You can install the latest released version of bbr via MPN snapshots from any snapshot date in 2021 or later. (An earlier version of this package was available under the name rbabylon in snapshot dates 2020-03-07 through 2020-12-21.)

You can also install development versions of bbr by downloading the source files for the latest version from https://s3.amazonaws.com/mpn.metworx.dev/releases/bbr/ or get the latest development version from GitHub with:

# install.packages("devtools")
devtools::install_github("metrumresearchgroup/bbr", ref = "main")

Documentation

You can find documentation and a “Getting Started” vignette that shows users how to set up bbr and demonstrates the basic modeling workflow here.

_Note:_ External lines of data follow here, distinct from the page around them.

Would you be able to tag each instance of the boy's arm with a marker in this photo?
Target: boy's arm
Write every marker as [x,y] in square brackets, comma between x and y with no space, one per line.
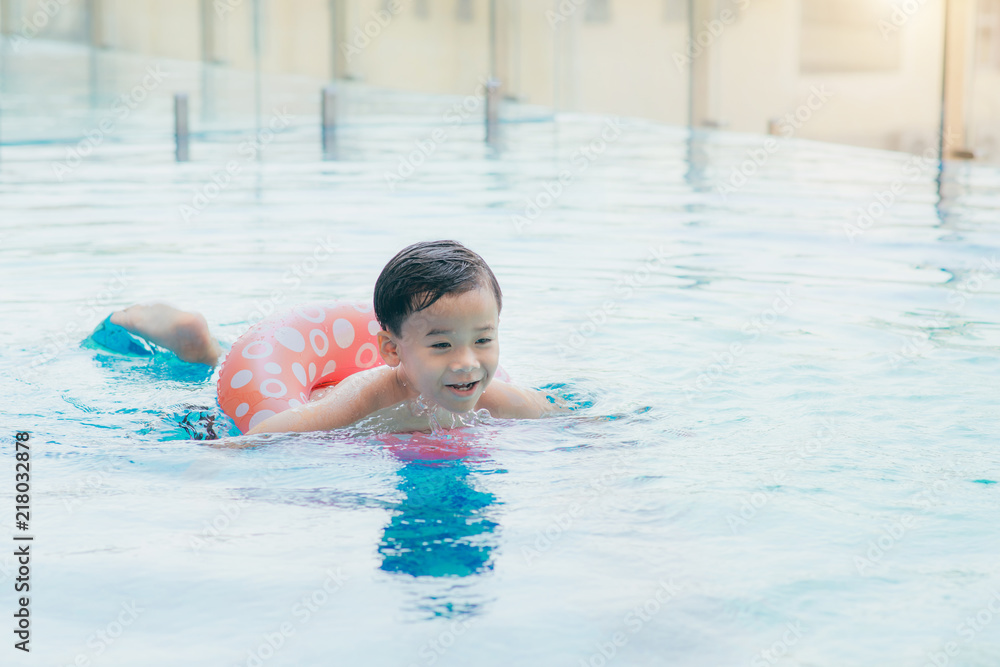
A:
[508,401]
[354,398]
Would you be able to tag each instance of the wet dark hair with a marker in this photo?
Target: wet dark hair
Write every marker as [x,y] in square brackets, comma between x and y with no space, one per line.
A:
[422,273]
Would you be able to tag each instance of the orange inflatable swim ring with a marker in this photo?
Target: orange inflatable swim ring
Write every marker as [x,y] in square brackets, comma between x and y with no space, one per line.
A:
[279,361]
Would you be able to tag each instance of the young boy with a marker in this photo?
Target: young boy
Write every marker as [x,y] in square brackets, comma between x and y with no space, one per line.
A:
[439,307]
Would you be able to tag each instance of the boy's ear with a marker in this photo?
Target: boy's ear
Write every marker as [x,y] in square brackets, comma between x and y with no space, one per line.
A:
[387,348]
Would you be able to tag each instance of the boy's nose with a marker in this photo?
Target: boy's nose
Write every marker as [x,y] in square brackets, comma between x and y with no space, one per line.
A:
[465,361]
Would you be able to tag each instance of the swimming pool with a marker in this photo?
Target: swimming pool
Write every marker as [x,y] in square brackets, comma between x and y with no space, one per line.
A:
[791,457]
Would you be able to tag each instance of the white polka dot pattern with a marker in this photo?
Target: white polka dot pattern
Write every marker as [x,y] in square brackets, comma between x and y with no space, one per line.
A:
[271,364]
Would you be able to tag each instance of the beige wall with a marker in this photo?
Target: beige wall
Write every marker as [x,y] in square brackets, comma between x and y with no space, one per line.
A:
[765,64]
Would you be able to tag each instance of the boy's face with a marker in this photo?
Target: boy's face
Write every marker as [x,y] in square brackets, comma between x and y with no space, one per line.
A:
[448,352]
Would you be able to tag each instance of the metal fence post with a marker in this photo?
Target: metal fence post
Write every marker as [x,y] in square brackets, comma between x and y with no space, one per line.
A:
[328,118]
[182,127]
[492,109]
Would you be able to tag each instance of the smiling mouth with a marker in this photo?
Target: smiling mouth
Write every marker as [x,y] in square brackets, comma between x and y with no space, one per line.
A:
[464,388]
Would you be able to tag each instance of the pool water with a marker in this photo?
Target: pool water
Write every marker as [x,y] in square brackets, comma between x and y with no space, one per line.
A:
[786,450]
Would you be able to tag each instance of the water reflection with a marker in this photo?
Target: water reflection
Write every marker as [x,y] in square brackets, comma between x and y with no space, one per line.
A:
[442,527]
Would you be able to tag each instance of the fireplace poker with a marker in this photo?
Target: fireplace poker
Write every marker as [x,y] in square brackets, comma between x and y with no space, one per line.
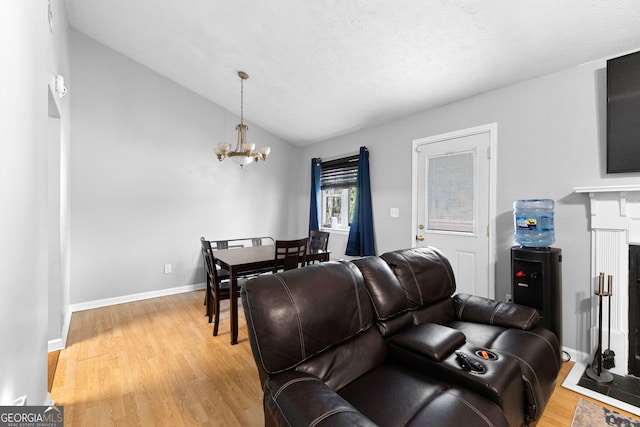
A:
[608,357]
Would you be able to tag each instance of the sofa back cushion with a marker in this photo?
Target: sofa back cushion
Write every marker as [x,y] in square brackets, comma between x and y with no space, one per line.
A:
[424,273]
[295,315]
[387,295]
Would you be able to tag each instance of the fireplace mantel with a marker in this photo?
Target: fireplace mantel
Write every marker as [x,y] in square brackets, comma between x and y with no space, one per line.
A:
[614,225]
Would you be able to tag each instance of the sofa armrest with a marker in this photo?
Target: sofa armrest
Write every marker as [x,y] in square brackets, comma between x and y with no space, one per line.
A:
[483,310]
[298,399]
[434,341]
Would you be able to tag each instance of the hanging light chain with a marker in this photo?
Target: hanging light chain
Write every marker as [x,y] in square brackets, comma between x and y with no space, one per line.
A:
[242,100]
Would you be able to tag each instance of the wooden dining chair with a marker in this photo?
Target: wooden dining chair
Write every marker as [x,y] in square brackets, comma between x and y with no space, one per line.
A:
[318,241]
[222,273]
[217,289]
[290,254]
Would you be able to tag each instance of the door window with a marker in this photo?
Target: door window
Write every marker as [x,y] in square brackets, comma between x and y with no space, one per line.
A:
[450,192]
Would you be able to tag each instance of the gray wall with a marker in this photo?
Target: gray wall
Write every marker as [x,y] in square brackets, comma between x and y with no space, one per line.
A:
[145,182]
[24,42]
[58,141]
[551,134]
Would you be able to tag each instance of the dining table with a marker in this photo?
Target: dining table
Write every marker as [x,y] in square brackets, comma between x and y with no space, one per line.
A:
[251,260]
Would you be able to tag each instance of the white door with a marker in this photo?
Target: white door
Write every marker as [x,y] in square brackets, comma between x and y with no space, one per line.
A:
[454,203]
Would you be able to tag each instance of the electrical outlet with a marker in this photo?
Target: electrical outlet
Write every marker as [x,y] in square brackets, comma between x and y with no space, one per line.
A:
[21,401]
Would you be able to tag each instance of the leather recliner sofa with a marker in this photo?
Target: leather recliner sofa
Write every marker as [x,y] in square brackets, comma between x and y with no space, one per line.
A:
[384,341]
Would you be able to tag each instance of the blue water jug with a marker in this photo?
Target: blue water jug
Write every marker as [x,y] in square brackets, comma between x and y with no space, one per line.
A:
[533,222]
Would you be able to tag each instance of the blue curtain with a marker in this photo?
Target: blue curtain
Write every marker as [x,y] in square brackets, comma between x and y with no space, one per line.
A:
[314,206]
[361,241]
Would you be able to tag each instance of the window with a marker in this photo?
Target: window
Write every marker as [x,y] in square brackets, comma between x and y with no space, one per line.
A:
[338,184]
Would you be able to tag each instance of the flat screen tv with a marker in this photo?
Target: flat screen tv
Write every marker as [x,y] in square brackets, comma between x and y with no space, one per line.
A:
[623,114]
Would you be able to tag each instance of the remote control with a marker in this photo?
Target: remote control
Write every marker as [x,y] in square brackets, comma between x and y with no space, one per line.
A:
[470,363]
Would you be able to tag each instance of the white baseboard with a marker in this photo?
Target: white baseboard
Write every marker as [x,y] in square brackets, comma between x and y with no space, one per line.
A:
[60,343]
[134,297]
[575,355]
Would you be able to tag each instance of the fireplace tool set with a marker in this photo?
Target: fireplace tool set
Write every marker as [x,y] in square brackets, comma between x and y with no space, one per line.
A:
[603,360]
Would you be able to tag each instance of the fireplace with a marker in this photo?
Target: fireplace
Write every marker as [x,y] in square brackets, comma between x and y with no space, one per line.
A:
[634,310]
[615,250]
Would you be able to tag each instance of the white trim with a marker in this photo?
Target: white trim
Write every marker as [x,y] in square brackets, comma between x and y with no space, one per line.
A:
[492,129]
[61,343]
[607,189]
[135,297]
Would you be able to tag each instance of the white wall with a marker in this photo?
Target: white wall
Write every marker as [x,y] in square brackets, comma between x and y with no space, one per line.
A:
[551,136]
[23,222]
[58,141]
[145,182]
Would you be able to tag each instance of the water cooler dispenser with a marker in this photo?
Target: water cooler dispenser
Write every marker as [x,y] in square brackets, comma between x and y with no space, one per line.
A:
[536,281]
[536,274]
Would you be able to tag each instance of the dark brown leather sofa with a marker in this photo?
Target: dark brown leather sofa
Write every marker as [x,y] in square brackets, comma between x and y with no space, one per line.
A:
[374,342]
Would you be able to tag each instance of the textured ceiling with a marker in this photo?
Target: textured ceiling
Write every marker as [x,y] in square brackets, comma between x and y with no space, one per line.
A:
[320,68]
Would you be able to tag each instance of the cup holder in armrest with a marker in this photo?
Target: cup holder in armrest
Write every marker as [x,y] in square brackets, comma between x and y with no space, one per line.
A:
[485,354]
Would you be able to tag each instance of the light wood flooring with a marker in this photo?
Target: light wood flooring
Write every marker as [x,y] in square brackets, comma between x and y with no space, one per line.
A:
[155,362]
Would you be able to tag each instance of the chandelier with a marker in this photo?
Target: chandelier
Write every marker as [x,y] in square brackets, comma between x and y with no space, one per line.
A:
[244,152]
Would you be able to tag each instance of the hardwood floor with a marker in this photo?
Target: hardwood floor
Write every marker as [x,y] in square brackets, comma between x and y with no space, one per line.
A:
[155,362]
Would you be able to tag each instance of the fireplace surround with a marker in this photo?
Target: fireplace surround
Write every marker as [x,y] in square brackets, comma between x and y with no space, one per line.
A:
[615,228]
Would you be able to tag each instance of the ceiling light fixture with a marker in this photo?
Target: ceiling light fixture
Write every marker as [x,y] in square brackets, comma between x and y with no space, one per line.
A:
[243,154]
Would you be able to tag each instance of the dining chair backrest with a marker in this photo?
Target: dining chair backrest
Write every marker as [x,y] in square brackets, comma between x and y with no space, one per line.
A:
[259,241]
[318,240]
[221,244]
[217,285]
[290,254]
[209,264]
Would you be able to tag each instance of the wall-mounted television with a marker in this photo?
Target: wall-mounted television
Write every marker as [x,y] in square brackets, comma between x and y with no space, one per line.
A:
[623,114]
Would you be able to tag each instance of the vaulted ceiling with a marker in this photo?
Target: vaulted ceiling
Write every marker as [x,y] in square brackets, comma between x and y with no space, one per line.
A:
[321,68]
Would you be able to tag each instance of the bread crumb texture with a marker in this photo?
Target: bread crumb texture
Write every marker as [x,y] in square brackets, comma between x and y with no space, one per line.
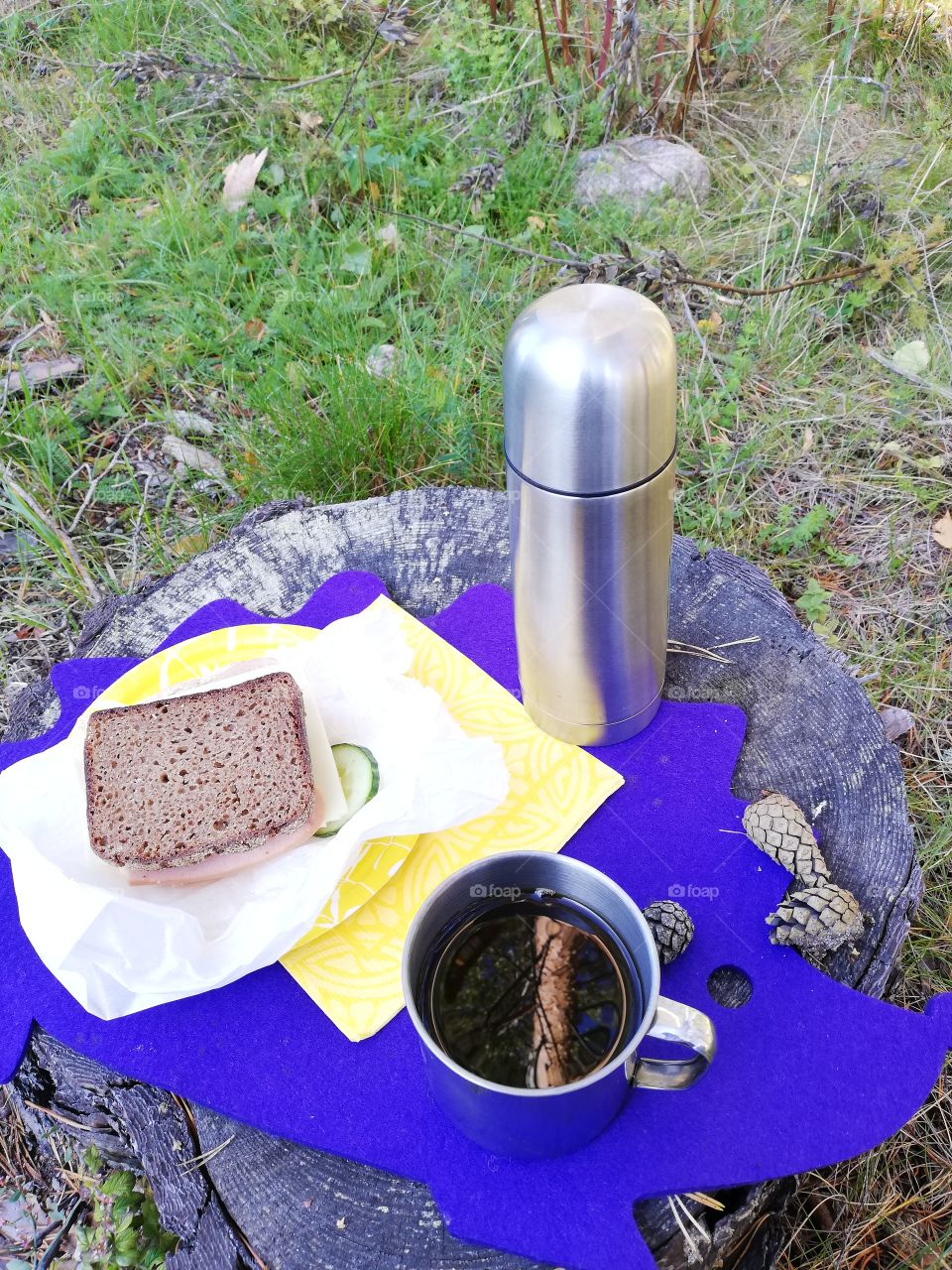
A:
[172,783]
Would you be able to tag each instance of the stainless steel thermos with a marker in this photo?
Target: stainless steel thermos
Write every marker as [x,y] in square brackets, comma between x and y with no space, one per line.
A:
[589,399]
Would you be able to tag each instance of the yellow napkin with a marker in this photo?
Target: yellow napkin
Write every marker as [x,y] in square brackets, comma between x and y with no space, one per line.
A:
[350,966]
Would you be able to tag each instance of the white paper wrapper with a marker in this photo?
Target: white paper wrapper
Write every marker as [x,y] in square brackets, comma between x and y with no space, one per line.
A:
[119,948]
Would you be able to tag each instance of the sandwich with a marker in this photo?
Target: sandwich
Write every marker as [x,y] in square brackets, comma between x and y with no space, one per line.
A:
[197,786]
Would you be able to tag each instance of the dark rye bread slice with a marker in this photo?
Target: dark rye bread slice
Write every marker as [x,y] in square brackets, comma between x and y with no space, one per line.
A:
[173,783]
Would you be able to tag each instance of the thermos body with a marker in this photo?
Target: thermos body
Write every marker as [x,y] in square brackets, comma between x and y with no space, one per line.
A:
[589,390]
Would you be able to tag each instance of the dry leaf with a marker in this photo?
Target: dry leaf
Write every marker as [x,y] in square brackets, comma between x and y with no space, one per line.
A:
[911,358]
[381,361]
[240,180]
[190,456]
[42,371]
[185,422]
[896,721]
[942,531]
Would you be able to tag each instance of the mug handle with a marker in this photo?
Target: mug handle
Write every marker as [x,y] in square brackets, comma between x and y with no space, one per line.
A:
[687,1026]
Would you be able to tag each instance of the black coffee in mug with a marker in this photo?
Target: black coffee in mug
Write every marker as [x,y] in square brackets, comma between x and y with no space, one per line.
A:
[531,992]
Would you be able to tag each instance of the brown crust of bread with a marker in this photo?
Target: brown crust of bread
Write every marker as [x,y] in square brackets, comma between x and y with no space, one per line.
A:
[218,772]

There are several other vignettes, and more are being added as new functionality is rolled out. A complete list can be found here.

Cheat Sheet

Featured Vignettes

  • Getting Started with bbr – Some basic scenarios for modeling with NONMEM using bbr, introducing you to its standard workflow and functionality.
  • Using the based_on field – How to use the based_on field to track a model’s ancestry through the model development process, as well how to leverage config_log() to check whether older models are still up-to-date.
  • Creating a Model Summary Log – How to use summary_log() to extract model diagnostics like the objective function value, condition number, and parameter counts.

Development

bbr uses pkgr to manage development dependencies and renv to provide isolation. To replicate this environment,

  1. clone the repo

  2. install pkgr

  3. open package in an R session and run renv::init(bare = TRUE)

    • install renv > 0.8.3-4 into default .libPaths() if not already installed
  4. run pkgr install in terminal within package directory

  5. restart session

Then, launch R with the repo as the working directory (open the project in RStudio). renv will activate and find the project library.